Anna Wulf, a writer, records her life in four coloured notebooks, black, blue, red, and yellow, each dealing with a different part of her life. Mixed in with this, is a narrative of her real life, which helps provide some context to the diary-style of her notebooks.
The black notebook records her time in Africa before and during World War II, which led to her writing a successful novel; the royalties from which, she lives off of, and supports her daughter from a failed marriage. The blue notebook records her emotional dreams, and more often, her emotional failures and breakdown. In the red book, she chronicles her dabbling with the Communist party, while the yellow notebook deals with her struggles to write a second novel while suffering through writer's block.
I can appreciate a lot of the writing in The Golden Notebook, as well as the complex themes Lessing explores. But this doesn't mean I had to enjoy them. Like many novels that switch between different times and places, the book seems to derail itself. I found myself starting to enjoy it, when there would be a sudden shift, and any momentum that had been built up was lost. As each notebook, as well as the narrative of Anna's life, were each visited four times, the book seemed to be constantly jumping around, almost trying to tackle too many things at once.
For me they didn't always seem to tie in that well with each other either. Even after having finished the book, and being able to look back and piece everything together, I'm still a little lost. The entire Communist party plot, more often than not, seemed to me to be an unnecessary tangent; a hundred-page tangent, spread out over 576 pages.
I also found the constant shifts to be, quite frankly, confusing. Suddenly, I was having trouble differentiating the characters of one notebook to those of another.

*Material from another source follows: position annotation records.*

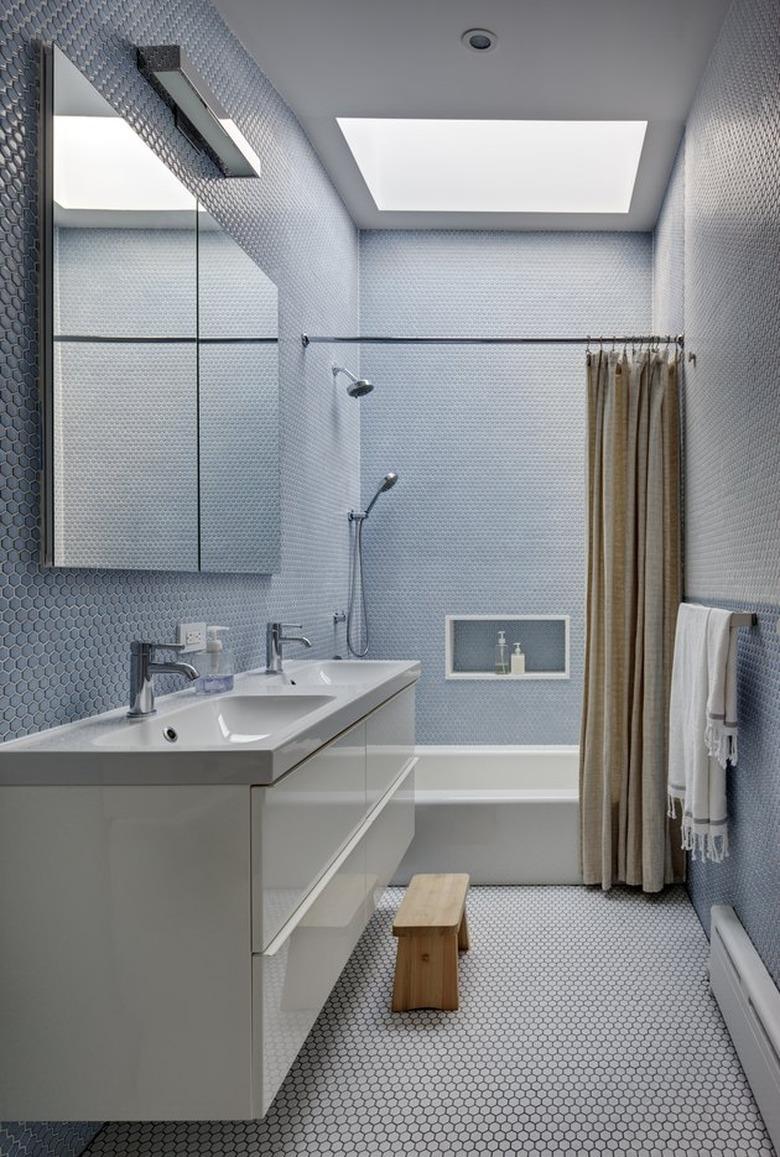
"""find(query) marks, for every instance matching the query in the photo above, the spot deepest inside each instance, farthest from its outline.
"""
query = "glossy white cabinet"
(166, 949)
(125, 964)
(300, 824)
(294, 977)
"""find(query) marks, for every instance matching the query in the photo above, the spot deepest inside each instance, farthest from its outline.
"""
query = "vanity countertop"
(255, 734)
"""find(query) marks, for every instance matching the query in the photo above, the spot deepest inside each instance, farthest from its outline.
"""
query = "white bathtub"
(503, 815)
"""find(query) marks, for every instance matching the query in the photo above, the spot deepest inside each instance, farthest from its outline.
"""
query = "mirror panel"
(159, 359)
(238, 391)
(124, 362)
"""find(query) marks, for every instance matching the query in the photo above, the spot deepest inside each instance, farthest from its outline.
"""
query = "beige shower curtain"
(634, 587)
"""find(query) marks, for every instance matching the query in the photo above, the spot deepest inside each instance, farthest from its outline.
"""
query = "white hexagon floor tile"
(586, 1026)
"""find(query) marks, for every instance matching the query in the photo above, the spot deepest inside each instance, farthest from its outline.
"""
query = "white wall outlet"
(192, 635)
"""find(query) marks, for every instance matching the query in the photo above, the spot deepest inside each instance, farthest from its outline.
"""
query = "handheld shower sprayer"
(357, 612)
(358, 387)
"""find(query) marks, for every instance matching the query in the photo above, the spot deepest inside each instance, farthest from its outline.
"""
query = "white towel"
(721, 730)
(703, 683)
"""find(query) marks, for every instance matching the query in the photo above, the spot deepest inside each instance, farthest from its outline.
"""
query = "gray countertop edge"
(93, 766)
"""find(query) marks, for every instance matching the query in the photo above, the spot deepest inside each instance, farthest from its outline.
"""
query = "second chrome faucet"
(274, 638)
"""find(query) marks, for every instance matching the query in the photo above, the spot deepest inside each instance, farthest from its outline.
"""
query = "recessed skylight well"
(497, 166)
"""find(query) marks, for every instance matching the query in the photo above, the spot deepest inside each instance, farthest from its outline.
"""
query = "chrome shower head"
(387, 484)
(358, 387)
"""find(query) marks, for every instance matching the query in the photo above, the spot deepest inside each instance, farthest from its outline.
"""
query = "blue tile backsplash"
(65, 634)
(716, 260)
(488, 513)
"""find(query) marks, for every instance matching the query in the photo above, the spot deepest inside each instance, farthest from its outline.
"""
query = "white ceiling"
(554, 59)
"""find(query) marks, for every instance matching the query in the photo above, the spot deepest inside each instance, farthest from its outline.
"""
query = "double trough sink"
(251, 735)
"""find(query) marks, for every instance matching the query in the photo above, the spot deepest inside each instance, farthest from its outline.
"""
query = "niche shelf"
(470, 646)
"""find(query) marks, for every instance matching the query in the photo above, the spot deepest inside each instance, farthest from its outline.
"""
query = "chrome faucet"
(274, 636)
(141, 675)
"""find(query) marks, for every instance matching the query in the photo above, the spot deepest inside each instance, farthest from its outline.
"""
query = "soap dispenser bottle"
(501, 654)
(517, 660)
(216, 663)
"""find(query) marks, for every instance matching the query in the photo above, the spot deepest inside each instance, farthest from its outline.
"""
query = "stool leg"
(426, 973)
(464, 944)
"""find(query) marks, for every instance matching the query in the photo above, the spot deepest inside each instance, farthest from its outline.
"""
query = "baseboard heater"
(750, 1003)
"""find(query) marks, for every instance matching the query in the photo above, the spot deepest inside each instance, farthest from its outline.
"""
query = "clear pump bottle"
(501, 654)
(215, 663)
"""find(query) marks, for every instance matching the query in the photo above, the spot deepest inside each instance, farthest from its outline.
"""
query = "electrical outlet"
(192, 635)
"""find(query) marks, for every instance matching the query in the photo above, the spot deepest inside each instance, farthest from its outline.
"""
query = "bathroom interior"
(390, 538)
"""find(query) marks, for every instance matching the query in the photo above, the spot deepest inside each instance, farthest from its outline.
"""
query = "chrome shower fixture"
(387, 484)
(358, 387)
(358, 611)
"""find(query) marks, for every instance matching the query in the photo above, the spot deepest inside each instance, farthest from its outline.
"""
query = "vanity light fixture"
(197, 111)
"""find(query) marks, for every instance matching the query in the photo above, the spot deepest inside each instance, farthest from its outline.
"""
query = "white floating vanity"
(178, 894)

When I'm reading, I don't want to have to be taking notes, just to understand what it is I'm reading (which is why I fear Gravity's Rainbow).

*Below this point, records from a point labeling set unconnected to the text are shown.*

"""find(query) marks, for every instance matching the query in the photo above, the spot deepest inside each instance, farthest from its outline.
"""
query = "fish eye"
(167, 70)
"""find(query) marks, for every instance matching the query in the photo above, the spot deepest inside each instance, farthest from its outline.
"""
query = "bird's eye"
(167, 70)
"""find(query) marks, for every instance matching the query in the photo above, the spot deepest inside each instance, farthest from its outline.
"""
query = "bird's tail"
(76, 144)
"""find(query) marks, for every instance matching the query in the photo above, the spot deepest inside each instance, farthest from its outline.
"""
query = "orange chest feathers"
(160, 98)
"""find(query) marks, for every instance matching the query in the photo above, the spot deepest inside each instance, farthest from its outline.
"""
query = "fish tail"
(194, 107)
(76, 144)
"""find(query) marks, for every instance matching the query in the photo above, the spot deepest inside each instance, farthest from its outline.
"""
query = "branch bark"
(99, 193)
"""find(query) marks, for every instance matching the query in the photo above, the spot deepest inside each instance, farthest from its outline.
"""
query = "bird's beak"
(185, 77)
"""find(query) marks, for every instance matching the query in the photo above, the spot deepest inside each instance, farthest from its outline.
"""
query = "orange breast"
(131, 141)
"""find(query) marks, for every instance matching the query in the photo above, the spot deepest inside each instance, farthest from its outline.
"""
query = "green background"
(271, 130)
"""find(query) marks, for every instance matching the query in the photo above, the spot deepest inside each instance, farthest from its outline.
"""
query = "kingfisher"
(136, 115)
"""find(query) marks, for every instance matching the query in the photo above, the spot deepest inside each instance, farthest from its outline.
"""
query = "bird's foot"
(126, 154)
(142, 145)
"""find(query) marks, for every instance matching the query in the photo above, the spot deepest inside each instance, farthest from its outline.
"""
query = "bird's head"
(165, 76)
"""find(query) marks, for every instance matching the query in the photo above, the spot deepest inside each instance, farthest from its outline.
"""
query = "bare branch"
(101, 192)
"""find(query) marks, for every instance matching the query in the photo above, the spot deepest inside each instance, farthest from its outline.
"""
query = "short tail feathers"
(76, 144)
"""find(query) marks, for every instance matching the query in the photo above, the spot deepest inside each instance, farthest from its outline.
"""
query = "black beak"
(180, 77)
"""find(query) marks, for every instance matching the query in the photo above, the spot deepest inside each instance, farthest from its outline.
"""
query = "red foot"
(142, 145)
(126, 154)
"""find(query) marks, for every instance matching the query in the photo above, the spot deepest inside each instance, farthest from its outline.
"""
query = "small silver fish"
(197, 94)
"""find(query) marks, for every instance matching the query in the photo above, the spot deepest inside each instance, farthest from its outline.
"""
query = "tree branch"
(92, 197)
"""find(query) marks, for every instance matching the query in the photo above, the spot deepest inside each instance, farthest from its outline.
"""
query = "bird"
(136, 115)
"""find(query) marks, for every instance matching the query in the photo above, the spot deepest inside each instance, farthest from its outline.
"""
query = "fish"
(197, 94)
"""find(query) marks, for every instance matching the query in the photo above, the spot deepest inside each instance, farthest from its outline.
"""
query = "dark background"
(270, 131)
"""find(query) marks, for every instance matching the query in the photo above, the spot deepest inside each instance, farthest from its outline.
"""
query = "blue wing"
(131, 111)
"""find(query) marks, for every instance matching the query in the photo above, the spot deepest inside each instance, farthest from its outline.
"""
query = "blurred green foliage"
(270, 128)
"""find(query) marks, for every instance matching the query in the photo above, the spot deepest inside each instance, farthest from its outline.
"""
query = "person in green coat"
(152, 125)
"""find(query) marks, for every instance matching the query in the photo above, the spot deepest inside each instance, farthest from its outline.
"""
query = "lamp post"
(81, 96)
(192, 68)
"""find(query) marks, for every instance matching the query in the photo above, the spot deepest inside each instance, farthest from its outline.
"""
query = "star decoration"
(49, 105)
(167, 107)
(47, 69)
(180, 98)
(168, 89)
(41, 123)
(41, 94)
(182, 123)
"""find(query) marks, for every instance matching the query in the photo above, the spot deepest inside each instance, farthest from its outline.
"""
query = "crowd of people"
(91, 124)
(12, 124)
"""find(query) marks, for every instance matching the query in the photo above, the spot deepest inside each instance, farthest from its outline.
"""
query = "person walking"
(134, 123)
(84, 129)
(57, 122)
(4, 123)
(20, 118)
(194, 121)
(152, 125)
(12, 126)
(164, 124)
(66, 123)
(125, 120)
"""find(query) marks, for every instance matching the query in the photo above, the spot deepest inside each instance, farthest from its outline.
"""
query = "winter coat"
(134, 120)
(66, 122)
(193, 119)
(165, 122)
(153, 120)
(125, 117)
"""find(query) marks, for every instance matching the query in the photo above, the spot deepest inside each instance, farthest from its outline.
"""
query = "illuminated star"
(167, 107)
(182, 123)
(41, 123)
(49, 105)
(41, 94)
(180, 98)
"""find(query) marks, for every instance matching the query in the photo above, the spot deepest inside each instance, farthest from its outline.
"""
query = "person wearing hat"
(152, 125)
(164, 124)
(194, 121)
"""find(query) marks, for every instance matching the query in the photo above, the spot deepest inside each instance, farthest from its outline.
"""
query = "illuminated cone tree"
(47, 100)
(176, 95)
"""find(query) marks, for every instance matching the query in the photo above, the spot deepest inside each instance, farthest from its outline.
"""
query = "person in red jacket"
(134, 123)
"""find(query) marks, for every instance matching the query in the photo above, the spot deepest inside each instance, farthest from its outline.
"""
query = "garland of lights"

When I began to try and assess my thoughts of this book, my confusion was first and foremost, but also something I didn't really want to admit to myself. Am I too stupid to read and appreciate a book like this? I like to think that isn't the case, but this book seems to have received universal appraise from every literary critic of the past 50 years.

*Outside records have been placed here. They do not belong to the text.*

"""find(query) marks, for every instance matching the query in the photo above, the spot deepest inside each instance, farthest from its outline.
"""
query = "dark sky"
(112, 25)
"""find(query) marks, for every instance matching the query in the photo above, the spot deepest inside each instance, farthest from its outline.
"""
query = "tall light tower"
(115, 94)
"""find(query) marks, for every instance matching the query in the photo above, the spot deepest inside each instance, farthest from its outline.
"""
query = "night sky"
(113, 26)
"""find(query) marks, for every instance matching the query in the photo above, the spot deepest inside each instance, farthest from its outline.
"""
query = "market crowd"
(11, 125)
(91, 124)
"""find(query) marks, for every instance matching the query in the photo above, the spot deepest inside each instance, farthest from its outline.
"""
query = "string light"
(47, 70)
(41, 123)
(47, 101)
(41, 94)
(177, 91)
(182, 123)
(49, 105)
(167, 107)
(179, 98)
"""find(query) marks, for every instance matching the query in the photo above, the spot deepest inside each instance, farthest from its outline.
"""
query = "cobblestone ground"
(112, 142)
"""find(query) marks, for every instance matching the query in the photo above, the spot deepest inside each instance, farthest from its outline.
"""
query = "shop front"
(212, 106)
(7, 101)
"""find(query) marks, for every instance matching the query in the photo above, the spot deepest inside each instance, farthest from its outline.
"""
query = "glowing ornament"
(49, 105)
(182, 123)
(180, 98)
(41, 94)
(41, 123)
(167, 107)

Well that's fine, I'm not an English-lit scholar, just a guy who likes to read and is trying to explore new books and authors. I realize they can't all be The Sot-Weed Factor, but there seems to be quite a few books from this list that beg the question, can't a book be complex and readable? I'm not expecting Tom Clancy, nor do I desire Tom Clancy, but I'd like something to still be enjoyable.
Lolita, or Midnight's Children, just to name a couple, were books that were much more complex than the average bestseller, and yet they were enjoyable, accessible reads. That is a major reason I've rated those books, along with Gone with the Wind and The Grapes of Wrath so highly, and Blood Meridian or The Recognitions so low; a book with complex themes and characters that is also a satisfying read, is the sign of a great book.
I can't deny the writing was magnificent, with emotion seemingly pouring off the pages. Anna Wulf is a complex and interesting character, with whom I was able to sympathize. But there were too many distractions for me, and I was never really able to get lost in the story or the characters, which I feel is where the book failed.
As a way of providing myself with an emotional break of sorts, the next book will be Wide Sargasso Sea, by Jean Rhys. I don't know anything about it, but at only 156 pages, it can't go on for too long.